The reigning Paralympic, world and European champion suffered a shock on the opening day of the Championships on Saturday (28 September), falling to France’s No. 8 Anne Barneoud in the opening round of Class 7 singles. Barneoud won the match in four games (6-11, 11-9, 11-4, 11-4).

Van Zon’s streak of titles has come to an abrupt halt, just as the road to the Rio 2016 Paralympic Games begins.

When van Zon told “You never know what happens in the Euros,” prior to the Championships, well, she was right.

Unfortunately for the Dutch star, her plan heading into the event stopped at phase one.

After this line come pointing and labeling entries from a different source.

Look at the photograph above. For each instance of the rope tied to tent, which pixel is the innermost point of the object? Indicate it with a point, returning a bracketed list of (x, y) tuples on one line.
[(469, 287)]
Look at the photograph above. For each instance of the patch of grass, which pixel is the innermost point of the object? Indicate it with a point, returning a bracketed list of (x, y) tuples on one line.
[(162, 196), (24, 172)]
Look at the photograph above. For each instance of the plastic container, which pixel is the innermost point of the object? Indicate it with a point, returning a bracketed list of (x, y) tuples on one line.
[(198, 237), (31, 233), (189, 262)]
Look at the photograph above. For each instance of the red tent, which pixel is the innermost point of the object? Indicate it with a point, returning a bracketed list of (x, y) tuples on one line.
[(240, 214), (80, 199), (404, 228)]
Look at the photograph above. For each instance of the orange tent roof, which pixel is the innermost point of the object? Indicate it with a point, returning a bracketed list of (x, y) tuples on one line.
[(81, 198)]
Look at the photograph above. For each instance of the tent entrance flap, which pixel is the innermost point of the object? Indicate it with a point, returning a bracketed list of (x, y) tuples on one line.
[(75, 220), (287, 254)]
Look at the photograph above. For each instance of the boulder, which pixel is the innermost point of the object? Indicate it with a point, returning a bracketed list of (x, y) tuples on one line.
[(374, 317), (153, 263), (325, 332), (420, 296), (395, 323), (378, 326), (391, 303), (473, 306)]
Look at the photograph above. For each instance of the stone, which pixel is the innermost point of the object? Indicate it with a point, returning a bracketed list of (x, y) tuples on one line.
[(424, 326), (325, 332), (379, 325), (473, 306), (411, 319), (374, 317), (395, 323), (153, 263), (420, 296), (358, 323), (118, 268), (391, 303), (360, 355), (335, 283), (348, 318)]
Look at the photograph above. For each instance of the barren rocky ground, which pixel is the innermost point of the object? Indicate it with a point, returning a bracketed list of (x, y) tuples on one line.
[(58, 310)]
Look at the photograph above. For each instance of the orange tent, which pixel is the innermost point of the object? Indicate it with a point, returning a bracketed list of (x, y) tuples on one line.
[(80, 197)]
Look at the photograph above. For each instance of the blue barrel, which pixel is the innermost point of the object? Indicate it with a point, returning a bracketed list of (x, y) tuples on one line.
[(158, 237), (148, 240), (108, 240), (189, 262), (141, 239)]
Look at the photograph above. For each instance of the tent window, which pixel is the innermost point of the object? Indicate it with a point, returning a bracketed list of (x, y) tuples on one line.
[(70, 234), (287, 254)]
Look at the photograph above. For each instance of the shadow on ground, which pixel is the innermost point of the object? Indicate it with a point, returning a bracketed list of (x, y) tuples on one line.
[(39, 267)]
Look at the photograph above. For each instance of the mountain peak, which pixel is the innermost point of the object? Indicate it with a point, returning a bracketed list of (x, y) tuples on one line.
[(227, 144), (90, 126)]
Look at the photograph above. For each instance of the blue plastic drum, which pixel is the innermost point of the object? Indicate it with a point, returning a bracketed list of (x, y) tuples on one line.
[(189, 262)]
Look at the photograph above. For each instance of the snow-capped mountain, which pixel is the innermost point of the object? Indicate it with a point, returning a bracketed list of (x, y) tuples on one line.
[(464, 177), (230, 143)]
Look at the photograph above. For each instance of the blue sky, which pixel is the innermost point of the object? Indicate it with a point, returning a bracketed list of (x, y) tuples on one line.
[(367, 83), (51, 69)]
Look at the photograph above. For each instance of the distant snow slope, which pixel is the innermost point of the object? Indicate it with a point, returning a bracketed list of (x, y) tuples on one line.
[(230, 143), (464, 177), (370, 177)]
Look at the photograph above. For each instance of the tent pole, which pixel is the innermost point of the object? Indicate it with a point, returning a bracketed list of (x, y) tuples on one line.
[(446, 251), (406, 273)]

“It is about setting yourself targets,” van Zon said prior to the event. “Each day you must have a short-term target, with a longer term goal in mind. My target at the minute is to get to the final of the Euros. Training has been hard, but when a big tournament like this comes around you realise that it is all worth it. If you don’t prepare professionally, then I would say prepare to fail.”

With her humble approach, there’s no doubt van Zon will quickly overcome her early loss and learn from it.

It’s her dedication to the game that will continue to allow her to compete against able-bodied table tennis players as well in the run-up to Rio 2016.

“When I play against able-bodied players, I have to alter my training programme slightly, but not as much as some might think,” van Zon said.

“When you play against para-table players, you look to see what disability they have and try and change your game to give you the best chance of winning.

“Whereas, I would like to think I concentrate more on making sure I don’t make any easy mistakes against an able-bodied performer.”